At last the Chinese markets that had gone into a catering freefall since mid-June wiping out over 30% in its market cap have begun levitating again this Thursday.

The Shanghai Composite rose 5.8 per cent, its biggest one-day gain since 2009. The Shenzhen market rose 3.8 per cent, and the small-cap ChiNext board added 3 per cent. In Hong Kong, the Hang Seng index rose 3.7 per cent, while the China Enterprises index climbed 3.1 per cent. A number of Hong Kong-listed exchange traded funds tracking mainland Chinese markets soared, with iShares’ popular FTSE A50 fund up over 13 per cent.

But to make this “miracle” happen the Chinese authorities -Central Bank/Market Regulators/Local bodies- had to throw in everything they had, yes, including the police, to douse the fires engulfing the markets. Finally, the markets have taken a pause from panic, at least for now. What all did the Chinese do to stop markets from taking this “reality check” too seriously?
The Timeline:
  • 9 July: The Public Security Ministry will help the China Securities Regulatory Commission [CSRC]: Chinese police vow to “punch back” against alleged illegal market activities [] & investigate evidence of “malicious” short selling of stocks and indexes, as the government works to stem a stock plunge that has erased $3.9 trillion in market value.
  • 9 July: China’s securities regulator suspended reviews of initial public offerings and other share sales after terminating issue of IPOs few days earlier.
  • 9 July: China’s Banking regulator to allow lenders to ease Margin Requirements for “some” wealth management clients and to encourage financing of share buybacks by companies.
  • 9 July: CSRC said that China Securities Finance Corporation [CSFC], a government backed fund, to provide “abundant liquidity” to “steady market.
  • 9 July: Dozens of companies requested their shares to be halted from trading to join a list over 1400 companies [almost 50% of trades companies] whose shares have already been suspended for trading. 
  • 8 July: The CSRC said Wednesday that investors with holdings exceeding 5 percent as well as corporate executives and directors are prohibited from selling stakes for six months.
  • 8 July: Chinese regulators try to talk up the market with another series of support statements and measures, most of them in the morning before market open, raise margin requirements for short positions taken against the small-cap CSI500 Index, and make it easier for insurers to buy blue chips.
  • 5 July: China state-owned investment company Central Huijin Investment Ltd says it has recently purchased exchange-traded funds (ETFs) to support the market and will continue to do so. The CSRC announces that People’s Bank of China (PBOC) will inject liquidity directly to the state-backed margin finance company to stabilize the tumbling stock market.

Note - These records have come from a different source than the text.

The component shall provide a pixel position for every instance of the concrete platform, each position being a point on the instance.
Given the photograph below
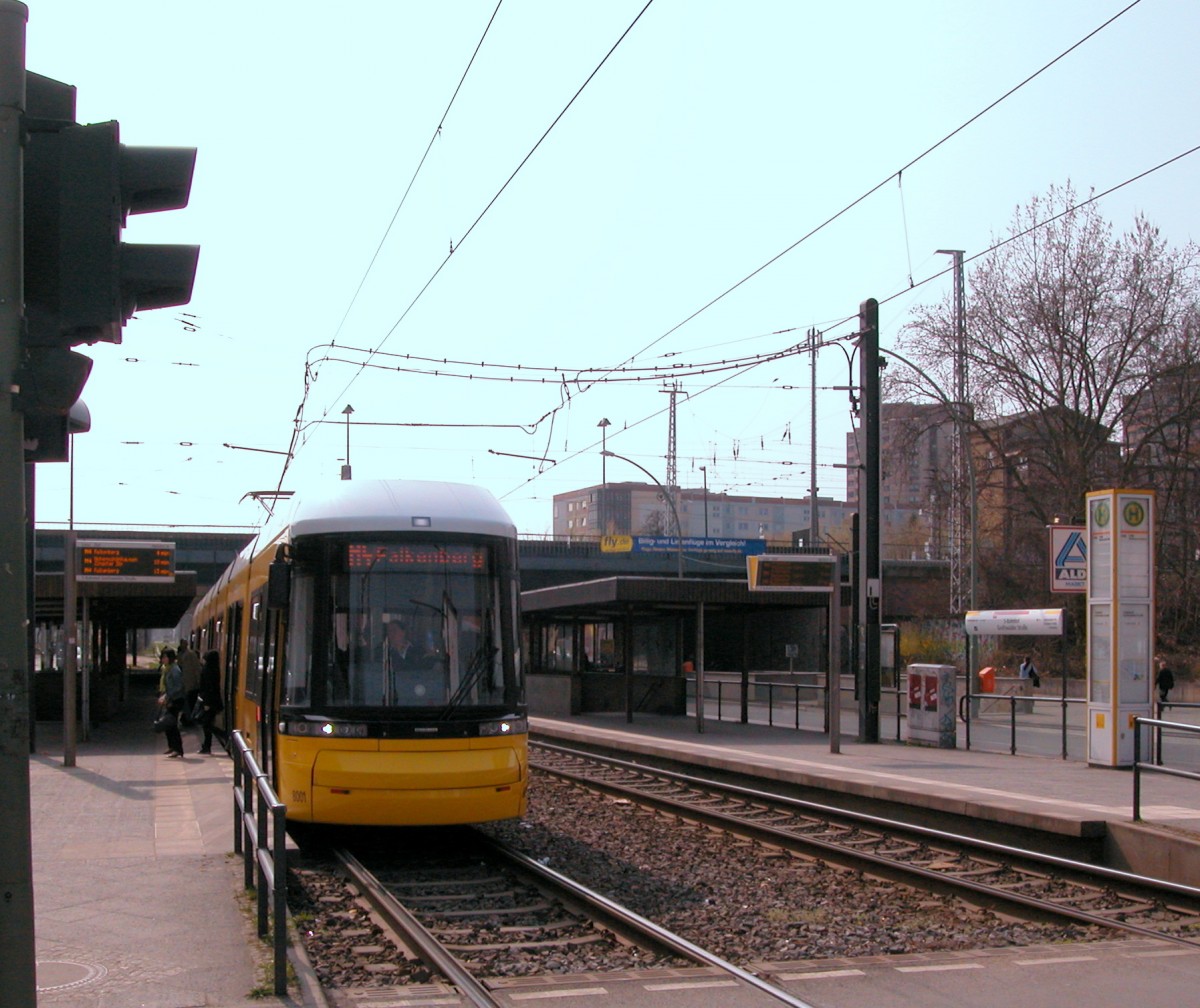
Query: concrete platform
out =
(1050, 796)
(137, 894)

  • 4 July: China’s top 21 securities brokerages pledge to invest at least 120 billion yuan ($19.33 billion) collectively to help stabilize the country’s stock markets. Twenty-eight Chinese companies planning to list on the country’s stock exchanges say they would suspend their initial public offering plans.
  • 3 July: China Financial Futures Exchange (CFFEX) suspends 19 accounts from short-selling for one month, sources with direct knowledge tell Reuters.

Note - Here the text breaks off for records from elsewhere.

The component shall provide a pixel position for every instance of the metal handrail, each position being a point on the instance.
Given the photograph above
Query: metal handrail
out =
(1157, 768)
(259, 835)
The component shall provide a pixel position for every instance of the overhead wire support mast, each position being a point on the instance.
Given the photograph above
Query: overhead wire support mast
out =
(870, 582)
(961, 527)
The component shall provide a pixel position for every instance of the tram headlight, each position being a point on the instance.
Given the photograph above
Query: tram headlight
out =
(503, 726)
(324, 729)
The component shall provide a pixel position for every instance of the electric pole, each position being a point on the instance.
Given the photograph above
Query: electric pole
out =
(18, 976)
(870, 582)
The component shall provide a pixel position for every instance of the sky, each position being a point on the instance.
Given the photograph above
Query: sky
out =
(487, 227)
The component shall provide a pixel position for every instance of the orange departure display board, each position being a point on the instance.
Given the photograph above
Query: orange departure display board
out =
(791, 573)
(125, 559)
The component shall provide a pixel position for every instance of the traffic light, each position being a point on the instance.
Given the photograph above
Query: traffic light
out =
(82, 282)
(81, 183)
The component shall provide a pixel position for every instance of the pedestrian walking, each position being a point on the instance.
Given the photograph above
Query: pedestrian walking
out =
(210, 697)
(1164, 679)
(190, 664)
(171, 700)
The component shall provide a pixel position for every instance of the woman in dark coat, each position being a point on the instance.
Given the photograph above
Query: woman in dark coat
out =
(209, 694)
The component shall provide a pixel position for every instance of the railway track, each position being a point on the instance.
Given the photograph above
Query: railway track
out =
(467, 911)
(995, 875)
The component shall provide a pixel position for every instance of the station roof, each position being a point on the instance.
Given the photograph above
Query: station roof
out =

  • 2 July: The CSRC announces relaxation of rules on margin trading before market open, lowering threshold for individual investors to trade on margins and expanding brokerages’ funding channels. The CSRC announces setting up a team to look into illegal manipulation and investigate cases if needed.
  • 1 July: After markets close, the Shanghai and Shenzhen stock exchanges announce plans to lower securities transaction fees by 30 percent from August.

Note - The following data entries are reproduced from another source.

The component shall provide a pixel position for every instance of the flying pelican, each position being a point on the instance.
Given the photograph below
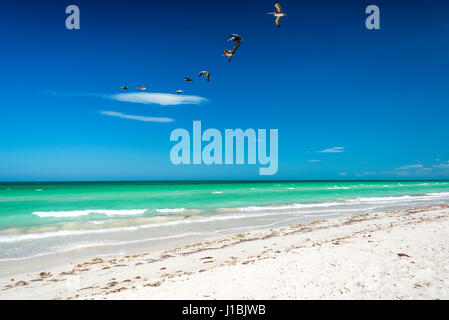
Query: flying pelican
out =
(278, 14)
(207, 73)
(237, 39)
(228, 53)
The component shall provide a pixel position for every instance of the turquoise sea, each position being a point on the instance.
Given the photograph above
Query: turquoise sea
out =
(41, 219)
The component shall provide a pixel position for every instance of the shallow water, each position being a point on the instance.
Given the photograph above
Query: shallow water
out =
(44, 219)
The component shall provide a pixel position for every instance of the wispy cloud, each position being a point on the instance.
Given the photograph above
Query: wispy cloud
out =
(163, 99)
(135, 117)
(410, 166)
(333, 150)
(442, 166)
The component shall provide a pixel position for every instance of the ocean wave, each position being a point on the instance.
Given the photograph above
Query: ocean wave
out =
(79, 213)
(174, 210)
(338, 188)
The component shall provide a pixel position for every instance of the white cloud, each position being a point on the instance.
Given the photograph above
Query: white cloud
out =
(163, 99)
(410, 166)
(333, 150)
(442, 166)
(134, 117)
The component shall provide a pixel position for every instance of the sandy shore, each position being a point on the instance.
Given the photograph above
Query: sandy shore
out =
(394, 255)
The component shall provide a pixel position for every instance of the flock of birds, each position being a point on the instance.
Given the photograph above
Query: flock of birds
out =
(278, 14)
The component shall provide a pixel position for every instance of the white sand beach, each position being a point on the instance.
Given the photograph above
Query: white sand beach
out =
(399, 254)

  • 29 June: China says it will allow pension funds managed by local governments to invest in the stock market for the first time, potentially channeling more than 1 trillion yuan ($161 billion) into the equity market. The China Securities Regulatory Commission (CSRC) issues a statement, attacking pessimists for “talking down” the Chinese market and economy, urging investors to remain calm.
  • 27 June: China’s central bank cuts guidance lending rates and trims the amount of cash that some banks must hold as reserves to increase liquidity and lower borrowing costs.

    Chinese Authorities have cajoled, lured, Shouted, Bullied, Threatened, Suspended, Barred, and now even unleashed Police to stop the markets plunging to the “elusive” bottom. With half the market suspended and the other half backstopped, the markets have been tranquillised at the moment. But for how long? It looks like that the Central Banks everywhere are looking every bit clueless and hopelessly powerless to guide economies. The days of Omnipotency are over after years of profligate behaviour.